So, maybe reviewing half of a book is not the most fair thing to do, but I'm about half of the way through The Rule of Four, probably the most notable of the non-Dan Brown authored so-called "it's like The DaVinci Code" books popular during the "great historical artifact mystery novel boom of the early-to-mid 2000's." It was popular enough to spawn a "the truth behind" sort of exposé into its central historical mystery.

ruleof4.jpg
My mysterious masterwork invokes something called "The Rule of Floors." It has a prominent place in "The Dalrymple Freak-Out Factor."

Keeping up the mini-review theme, here's a mini re-cap: the historical artifact is a book written in the late 1400's, entitled Hypnerotomachia Poliphili. If you're familiar with The DaVinci Code, replace "works of art" with "big book." But, The Rule of Four, so far (of course), rises above whatever one would consider the DaVinci Code to be in terms of quality with actual interesting writing with (what we so ambitiously learned in 7th grade) "voice," not just the author writing "x,y,z, happened, Mr. Smith thought a,b,c, then said, 'l,m,n.'" Maybe this is just the product of the first-person point-of-view, but it works.

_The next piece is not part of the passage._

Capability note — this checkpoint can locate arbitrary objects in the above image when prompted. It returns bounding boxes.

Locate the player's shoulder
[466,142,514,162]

Oddly, the authors move between past tense (normal for adventure-fiction) and present tense depending on the (sometimes upcoming) action. It works for creating tension, but once you realize that they move between the two tenses, it's easy to expect something dramatic to happen as soon as someone "sees" something instead of "saw" it. BUT, the book is enjoyable to read during the parts of "low action," very unlike The DaVinci Code, so their stylistic choices/risks work out well.

****

The first half of The Rule of Four receives four stars (coincidentally) due to its setting up of a potentially solid second half. Because of the relative obscurity (compared to anything by Leonardo DaVinci) of the historical artifact in question, there isn't any built-in suspense. "There's a murder clue in The Mona Lisa!!!" is interesting on its own, while "There are clues hidden about a 600 year old secret in the Hypnerotomachia Poliphili!" gets more of the "huh?" response than intrigued readers. BUT, being that the authors are tasked with not only devising an interesting story, but making readers intrigued in an historical artifact they've never heard of, they've succeeded admirably on both fronts: making me curious about this 600 year old book and wondering how their book will end.